Your body needs time to warm up before you hit the road and start running. It's also important to allow some time to cool down after you finish your run.

Warming up before a run

A warm-up is not a few haphazard stretches. If you want to warm up, try any sort of movement, such as walking, slow jogging, cycling on a stationary bike, or even just some easy calisthenics. Moving like this for at least 5 to 10 minutes is designed to gradually raise the body’s core temperature, loosen up the muscles, and ease the body into a run.

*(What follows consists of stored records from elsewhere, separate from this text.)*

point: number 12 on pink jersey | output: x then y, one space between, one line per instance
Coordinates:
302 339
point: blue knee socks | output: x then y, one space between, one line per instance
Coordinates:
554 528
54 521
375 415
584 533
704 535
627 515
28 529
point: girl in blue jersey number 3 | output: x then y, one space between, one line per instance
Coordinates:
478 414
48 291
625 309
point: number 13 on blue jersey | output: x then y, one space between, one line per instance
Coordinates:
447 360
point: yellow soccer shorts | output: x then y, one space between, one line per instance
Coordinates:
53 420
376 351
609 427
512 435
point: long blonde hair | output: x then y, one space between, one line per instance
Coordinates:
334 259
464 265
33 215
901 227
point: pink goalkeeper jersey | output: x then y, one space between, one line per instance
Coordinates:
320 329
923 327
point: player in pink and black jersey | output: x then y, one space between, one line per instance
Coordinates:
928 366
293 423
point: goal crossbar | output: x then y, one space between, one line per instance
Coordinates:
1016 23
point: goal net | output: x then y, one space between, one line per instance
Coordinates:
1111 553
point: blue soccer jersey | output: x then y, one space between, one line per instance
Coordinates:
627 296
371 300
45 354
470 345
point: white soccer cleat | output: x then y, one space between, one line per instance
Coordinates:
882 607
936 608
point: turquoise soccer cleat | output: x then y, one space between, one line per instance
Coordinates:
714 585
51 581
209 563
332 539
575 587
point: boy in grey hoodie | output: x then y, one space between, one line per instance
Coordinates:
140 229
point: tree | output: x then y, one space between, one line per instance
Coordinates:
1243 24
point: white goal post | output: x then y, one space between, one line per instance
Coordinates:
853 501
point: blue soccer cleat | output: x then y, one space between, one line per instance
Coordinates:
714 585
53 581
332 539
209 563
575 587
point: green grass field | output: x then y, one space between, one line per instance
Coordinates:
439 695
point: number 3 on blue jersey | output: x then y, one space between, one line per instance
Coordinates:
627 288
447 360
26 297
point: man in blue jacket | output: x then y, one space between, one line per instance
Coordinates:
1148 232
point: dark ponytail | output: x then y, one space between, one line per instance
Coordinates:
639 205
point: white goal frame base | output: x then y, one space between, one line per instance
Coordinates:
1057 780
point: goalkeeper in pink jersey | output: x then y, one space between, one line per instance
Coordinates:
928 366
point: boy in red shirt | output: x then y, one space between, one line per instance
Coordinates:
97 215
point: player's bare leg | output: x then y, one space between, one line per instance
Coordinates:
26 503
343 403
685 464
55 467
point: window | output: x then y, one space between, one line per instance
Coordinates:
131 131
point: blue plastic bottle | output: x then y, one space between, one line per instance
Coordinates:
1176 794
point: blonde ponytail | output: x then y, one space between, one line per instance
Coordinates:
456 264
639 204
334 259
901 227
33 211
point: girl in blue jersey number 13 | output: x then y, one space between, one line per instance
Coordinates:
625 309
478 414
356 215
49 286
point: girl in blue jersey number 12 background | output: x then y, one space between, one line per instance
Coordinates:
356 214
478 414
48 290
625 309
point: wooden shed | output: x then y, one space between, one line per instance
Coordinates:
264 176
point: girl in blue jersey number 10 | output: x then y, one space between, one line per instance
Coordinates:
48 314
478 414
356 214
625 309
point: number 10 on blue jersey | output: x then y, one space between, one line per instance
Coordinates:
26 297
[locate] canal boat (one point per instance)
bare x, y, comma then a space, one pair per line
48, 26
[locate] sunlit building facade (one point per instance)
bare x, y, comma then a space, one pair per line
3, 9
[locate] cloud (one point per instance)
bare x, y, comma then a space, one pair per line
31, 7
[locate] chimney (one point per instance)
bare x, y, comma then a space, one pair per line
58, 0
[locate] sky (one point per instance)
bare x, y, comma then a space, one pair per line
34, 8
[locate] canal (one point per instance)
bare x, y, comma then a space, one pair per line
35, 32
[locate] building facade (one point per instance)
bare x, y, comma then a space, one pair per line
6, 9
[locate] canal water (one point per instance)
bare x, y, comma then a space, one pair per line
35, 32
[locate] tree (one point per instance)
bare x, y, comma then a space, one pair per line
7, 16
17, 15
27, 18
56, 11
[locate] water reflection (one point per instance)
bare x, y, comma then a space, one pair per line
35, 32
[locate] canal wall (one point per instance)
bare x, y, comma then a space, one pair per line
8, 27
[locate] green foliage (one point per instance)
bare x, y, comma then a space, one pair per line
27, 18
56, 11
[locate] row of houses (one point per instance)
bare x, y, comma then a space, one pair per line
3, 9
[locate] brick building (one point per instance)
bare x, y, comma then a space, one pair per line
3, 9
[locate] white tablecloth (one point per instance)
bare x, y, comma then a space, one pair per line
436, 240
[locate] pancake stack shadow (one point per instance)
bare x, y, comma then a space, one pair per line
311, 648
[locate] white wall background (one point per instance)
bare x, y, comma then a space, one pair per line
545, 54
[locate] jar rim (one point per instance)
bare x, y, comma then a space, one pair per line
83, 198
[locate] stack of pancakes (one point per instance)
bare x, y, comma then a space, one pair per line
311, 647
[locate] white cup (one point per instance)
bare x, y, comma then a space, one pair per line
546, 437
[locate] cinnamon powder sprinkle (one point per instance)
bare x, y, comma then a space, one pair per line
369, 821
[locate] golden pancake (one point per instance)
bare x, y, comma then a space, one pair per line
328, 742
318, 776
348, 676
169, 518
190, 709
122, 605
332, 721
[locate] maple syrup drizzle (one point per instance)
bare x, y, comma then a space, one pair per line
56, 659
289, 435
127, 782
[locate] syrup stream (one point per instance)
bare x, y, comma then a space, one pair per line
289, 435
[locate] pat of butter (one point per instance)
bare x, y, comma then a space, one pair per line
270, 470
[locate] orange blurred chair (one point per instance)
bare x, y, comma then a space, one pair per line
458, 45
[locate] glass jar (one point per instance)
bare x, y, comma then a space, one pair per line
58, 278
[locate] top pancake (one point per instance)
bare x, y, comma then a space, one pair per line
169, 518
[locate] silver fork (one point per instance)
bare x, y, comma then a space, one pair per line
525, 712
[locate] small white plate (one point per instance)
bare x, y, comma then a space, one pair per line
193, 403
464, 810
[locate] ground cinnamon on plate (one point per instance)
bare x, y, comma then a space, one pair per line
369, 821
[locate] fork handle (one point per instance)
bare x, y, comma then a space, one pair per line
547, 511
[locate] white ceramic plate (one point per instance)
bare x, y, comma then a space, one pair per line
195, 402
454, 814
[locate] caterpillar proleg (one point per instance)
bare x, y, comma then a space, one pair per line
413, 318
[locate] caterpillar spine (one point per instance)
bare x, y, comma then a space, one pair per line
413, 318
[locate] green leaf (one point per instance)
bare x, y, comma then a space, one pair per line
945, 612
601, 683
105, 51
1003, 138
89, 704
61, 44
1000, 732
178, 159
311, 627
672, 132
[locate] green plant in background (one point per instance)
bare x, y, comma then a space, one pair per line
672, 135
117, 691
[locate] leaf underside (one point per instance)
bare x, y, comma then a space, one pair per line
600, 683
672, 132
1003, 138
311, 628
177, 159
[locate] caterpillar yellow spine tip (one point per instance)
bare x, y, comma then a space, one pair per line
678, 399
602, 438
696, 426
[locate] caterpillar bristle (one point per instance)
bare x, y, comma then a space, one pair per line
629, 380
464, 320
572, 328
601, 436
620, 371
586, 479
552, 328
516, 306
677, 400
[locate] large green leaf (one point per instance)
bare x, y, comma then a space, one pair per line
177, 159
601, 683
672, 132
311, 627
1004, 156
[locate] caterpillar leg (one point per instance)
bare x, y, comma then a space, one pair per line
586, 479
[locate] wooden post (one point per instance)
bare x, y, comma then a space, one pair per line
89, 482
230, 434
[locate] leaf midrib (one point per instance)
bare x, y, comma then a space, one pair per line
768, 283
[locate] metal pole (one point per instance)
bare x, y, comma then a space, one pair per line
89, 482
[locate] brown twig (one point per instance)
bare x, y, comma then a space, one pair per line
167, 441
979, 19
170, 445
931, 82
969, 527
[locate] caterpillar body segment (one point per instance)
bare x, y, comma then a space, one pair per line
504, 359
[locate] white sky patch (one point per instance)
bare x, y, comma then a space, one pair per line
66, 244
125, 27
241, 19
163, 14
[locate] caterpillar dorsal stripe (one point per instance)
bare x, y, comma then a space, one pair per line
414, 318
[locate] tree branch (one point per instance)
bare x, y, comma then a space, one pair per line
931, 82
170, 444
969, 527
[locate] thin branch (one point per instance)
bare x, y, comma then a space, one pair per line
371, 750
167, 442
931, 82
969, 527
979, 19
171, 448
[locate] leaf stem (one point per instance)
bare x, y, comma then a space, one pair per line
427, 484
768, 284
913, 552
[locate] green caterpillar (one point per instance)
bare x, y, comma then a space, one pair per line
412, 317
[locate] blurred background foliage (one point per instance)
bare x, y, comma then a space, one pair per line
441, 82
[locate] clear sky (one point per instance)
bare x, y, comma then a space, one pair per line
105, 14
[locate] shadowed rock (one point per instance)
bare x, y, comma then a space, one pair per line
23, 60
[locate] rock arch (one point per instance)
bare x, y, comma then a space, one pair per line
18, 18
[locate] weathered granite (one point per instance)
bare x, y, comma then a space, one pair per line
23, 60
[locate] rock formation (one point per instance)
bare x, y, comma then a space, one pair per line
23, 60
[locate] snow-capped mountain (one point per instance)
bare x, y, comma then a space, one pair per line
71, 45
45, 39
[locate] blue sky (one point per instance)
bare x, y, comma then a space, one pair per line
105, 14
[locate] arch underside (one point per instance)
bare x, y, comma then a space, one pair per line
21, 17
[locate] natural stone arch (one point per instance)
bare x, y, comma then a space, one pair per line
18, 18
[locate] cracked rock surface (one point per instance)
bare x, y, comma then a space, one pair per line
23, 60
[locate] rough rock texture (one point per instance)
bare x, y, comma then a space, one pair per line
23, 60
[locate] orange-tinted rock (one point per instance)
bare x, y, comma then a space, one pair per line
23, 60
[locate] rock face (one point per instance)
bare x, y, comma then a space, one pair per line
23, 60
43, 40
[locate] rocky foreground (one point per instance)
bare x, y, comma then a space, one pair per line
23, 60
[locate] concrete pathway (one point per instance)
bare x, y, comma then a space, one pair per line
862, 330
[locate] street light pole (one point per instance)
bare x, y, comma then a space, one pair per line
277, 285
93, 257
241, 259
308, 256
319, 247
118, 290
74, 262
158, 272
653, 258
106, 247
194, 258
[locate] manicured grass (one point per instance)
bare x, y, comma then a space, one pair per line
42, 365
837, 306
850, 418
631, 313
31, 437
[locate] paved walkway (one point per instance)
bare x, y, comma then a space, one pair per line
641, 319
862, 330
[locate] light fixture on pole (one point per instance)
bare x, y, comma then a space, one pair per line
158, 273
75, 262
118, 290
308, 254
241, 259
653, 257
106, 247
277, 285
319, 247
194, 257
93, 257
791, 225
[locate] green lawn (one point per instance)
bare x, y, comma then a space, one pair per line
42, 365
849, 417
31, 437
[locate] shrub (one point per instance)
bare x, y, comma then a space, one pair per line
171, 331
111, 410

Brisk walking is the ideal warm-up for running. The perfect way to get your body ready for a little more serious action is to walk a lap or two around the track or a few blocks around your neighborhood. And don’t take off like an Indy 500 driver when the green flag drops when you do start walking. Begin slowly and gradually pick up the speed.

Cooling down after a run

You’ve finished your run. What’s the first thing you should do? Stop, right? Wrong. Keep moving. That’s the way to prevent the blood from pooling in the legs and keep it circulating back through the heart and into the brain. (People sometimes feel dizzy if they suddenly stop moving after a hard workout.)

A post-workout cool-down after you finish running keeps the blood flowing. The blood flow, in turn, can help minimize soreness by flushing out the waste products that build up as a result of running. Five to 10 minutes of walking after a run is a cool way to cool down.